The 1974 Annual Meeting was again held at the Church of the Holy Trinity. Ewert Cousins was reelected President, Pieter de John and Jean Houston became Vice-Presidents, Theodosius Dobzhansky was the Honorary Vice-President, Winifred McCulloch was elected Secretary, and Pemala Alderson became Treasurer. The Board of Directors had now grown to include Thomas Berry, Anne Martin Brennan, Beatrice Bruteau, Elizabeth Fish, Robert Francoeur, Richard Givens, Donald Gray, Alice Knight, R. Wayne Kraft, Margaret Bach Lynch, Robert McGuire, S.J., Gertrud Mellon, and Roger Wescott. Elizabeth Fish, a member from the first 1968 meeting, was our liaison with St. James’ Church. Roger Wescott, Chairman of the Department of Anthropology at Drew University, was also a linguist, futurologist, and poet.

The Secretary reported that there were 482 members. She reported also that there were now 550 books in the library and that most of the French books and paperbacks had been handsomely bound by one of our members, Liliane Zemla. (She and her husband, Joseph, were familiar figures at the evening seminars where they were in charge of the admissions desk.) The library was enriched by another member whom we never saw at the Center for he was a house-bound invalid. Edward Quinn was an inspired teacher of Teilhard’s thought to a small circle of his friends, and on his death, at his request, his friends, instead of sending him flowers, made a small gift to the Association’s library. We used this special bequest to purchase volumes of the Oeuvres and letters published in France.

The most important matter of business was the report of the Committee on the change of the name. There were two proposals: The Teilhard Center for an Evolving World and The American Teilhard Association for the Future of Man. After much discussion the latter was chosen. It overcame the difficulties of the old name which gave the impression of an Association dedicated merely to the study of the life and thought of an individual and indicated an active goal to be worked for in society. Foundations are not likely to give financial support for the perpetuation of one man’s ideas, and as we intended to seek some funding for our work we hoped that our new name more accurately expressed the purpose of the Association. Later, during the luncheon, a round of applause greeted announcement of our choice.

Thomas Berry was the afternoon speaker that year: his subject, “The Dynamics of the Future.”

Mr. Edward Mcguire, Jr., the lawyer who had helped so generously in the incorporation of the Association back in 1967, was approached once more. When the Secretary asked him to give an estimate of his fee he replied laconically, “You can’t afford me” and then proceeded to generously donate his services as a tribute to Minna. We here record our deep appreciation of the time he devoted to our cause that long, hot summer.

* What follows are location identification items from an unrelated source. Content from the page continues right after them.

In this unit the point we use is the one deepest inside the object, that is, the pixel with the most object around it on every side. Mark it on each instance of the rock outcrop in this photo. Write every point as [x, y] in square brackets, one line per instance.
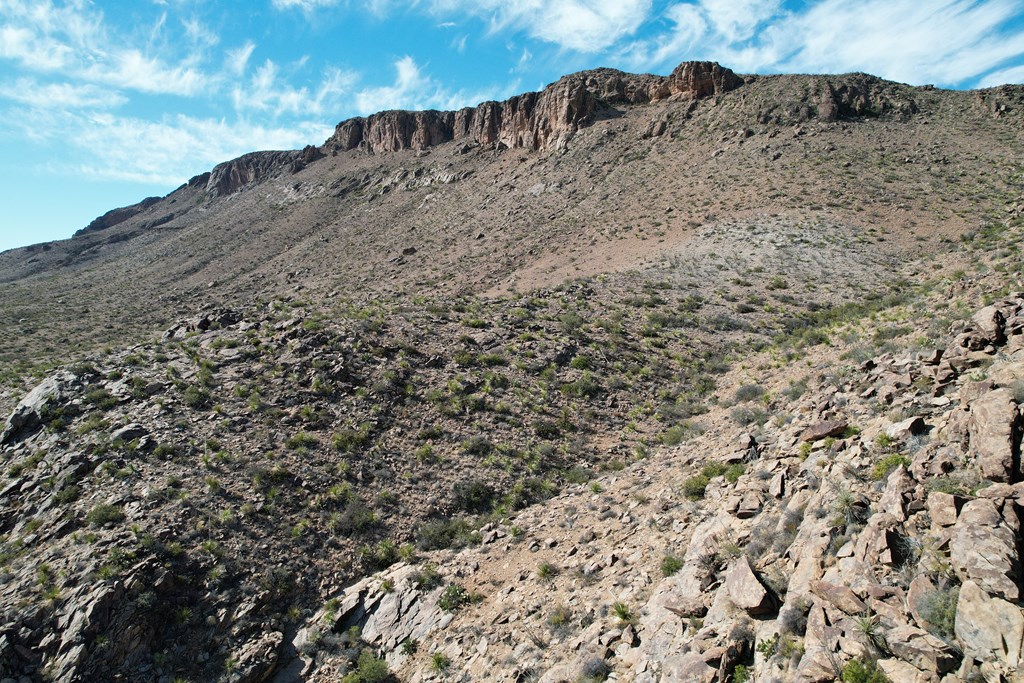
[116, 216]
[534, 120]
[231, 176]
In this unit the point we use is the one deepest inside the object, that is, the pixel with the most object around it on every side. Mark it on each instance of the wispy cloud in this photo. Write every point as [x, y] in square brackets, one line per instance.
[576, 25]
[415, 89]
[304, 5]
[944, 41]
[59, 95]
[267, 91]
[71, 40]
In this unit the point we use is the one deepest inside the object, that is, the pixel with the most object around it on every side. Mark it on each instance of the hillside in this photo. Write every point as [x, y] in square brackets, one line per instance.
[640, 378]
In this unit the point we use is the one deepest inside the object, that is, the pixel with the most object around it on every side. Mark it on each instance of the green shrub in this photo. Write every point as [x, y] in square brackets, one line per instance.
[439, 662]
[749, 392]
[197, 396]
[103, 513]
[623, 611]
[301, 440]
[477, 445]
[694, 486]
[888, 464]
[734, 472]
[547, 571]
[443, 534]
[856, 671]
[938, 608]
[368, 670]
[454, 598]
[671, 564]
[472, 496]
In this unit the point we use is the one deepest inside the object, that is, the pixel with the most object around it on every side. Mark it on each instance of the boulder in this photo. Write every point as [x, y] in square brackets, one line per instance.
[991, 630]
[994, 429]
[745, 590]
[841, 597]
[983, 549]
[906, 428]
[921, 649]
[28, 415]
[943, 508]
[689, 668]
[823, 429]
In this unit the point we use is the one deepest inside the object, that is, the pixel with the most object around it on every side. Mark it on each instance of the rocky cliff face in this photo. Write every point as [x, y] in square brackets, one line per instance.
[120, 215]
[534, 120]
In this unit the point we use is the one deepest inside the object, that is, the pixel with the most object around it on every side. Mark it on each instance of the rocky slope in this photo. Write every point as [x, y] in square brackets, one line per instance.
[641, 378]
[632, 186]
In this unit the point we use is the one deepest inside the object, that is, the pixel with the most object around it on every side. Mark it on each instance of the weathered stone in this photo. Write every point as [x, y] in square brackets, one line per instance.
[745, 590]
[689, 668]
[906, 428]
[983, 549]
[991, 630]
[921, 649]
[824, 429]
[842, 597]
[28, 414]
[943, 508]
[994, 430]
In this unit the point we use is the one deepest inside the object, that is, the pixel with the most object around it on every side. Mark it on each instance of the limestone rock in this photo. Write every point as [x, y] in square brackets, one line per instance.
[991, 630]
[745, 590]
[824, 429]
[534, 120]
[983, 549]
[994, 431]
[921, 649]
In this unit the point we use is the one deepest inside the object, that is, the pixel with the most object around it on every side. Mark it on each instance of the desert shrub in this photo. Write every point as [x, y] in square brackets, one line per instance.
[623, 611]
[454, 598]
[594, 670]
[197, 396]
[749, 392]
[744, 416]
[442, 534]
[350, 440]
[427, 577]
[301, 440]
[695, 485]
[472, 496]
[354, 517]
[103, 513]
[733, 473]
[585, 387]
[671, 564]
[101, 398]
[546, 429]
[856, 671]
[882, 468]
[678, 433]
[477, 445]
[369, 670]
[938, 608]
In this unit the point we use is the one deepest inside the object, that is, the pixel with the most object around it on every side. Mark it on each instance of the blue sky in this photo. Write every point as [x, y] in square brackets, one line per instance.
[102, 103]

Upon a vote of 51 members of the two Boards, with 4 against the motion, our new name became effective in September of 1974.

Alice Knight’s book, Teilhard de Chardin: a Primer, had been published late in the spring, eliciting most favorable reviews, and that autumn she led a well-attended discussion group in which she introduced Teilhard’s enormous vision from the “big bang” to Omega, all enlivened by her artist’s gift for improvising illustrations. Thomas Berry, with his concern for the spiritual traditions of mankind, offered the first of his seminars on “Spirituality of the American Indian,” and Fr. McGuire continued his Friday evening sessions using Teilhardian themes in a charismatic program to help individuals in search of spiritual growth.

Some thought was now given to the fact that 1975 would be the Twentieth Anniversary of Teilhard’s death. Fr. Almagno had made over to the Association all rights to his definitive bibliography – it already contained some 3,000 items and was about 250 pages in length – and we hoped to publish it. It would find its place in university libraries throughout the English speaking world and also those in French, German, Spanish and Italian speaking countries. The Secretary’s visit to a Trust Officer at the Chase Bank headquarters (surprisingly he had attended Fordham and already knew about Teilhard and did attend one of our Executive Committee meetings) was fruitless because their funds had to be committed to more socially active programs. And her visit to The National Foundation for the Humanities in Washington, D.C. elicited the information that money was not available for publication but only for research (which had already been done). Likewise, attempts by Gertrud Mellon and Ewert Cousin to interest the Rockefeller Committee for Critical Choices were equally unsuccessful.

Whatever we were to accomplish would have to be done with the same inadequate funding on which we had existed for the past eight years.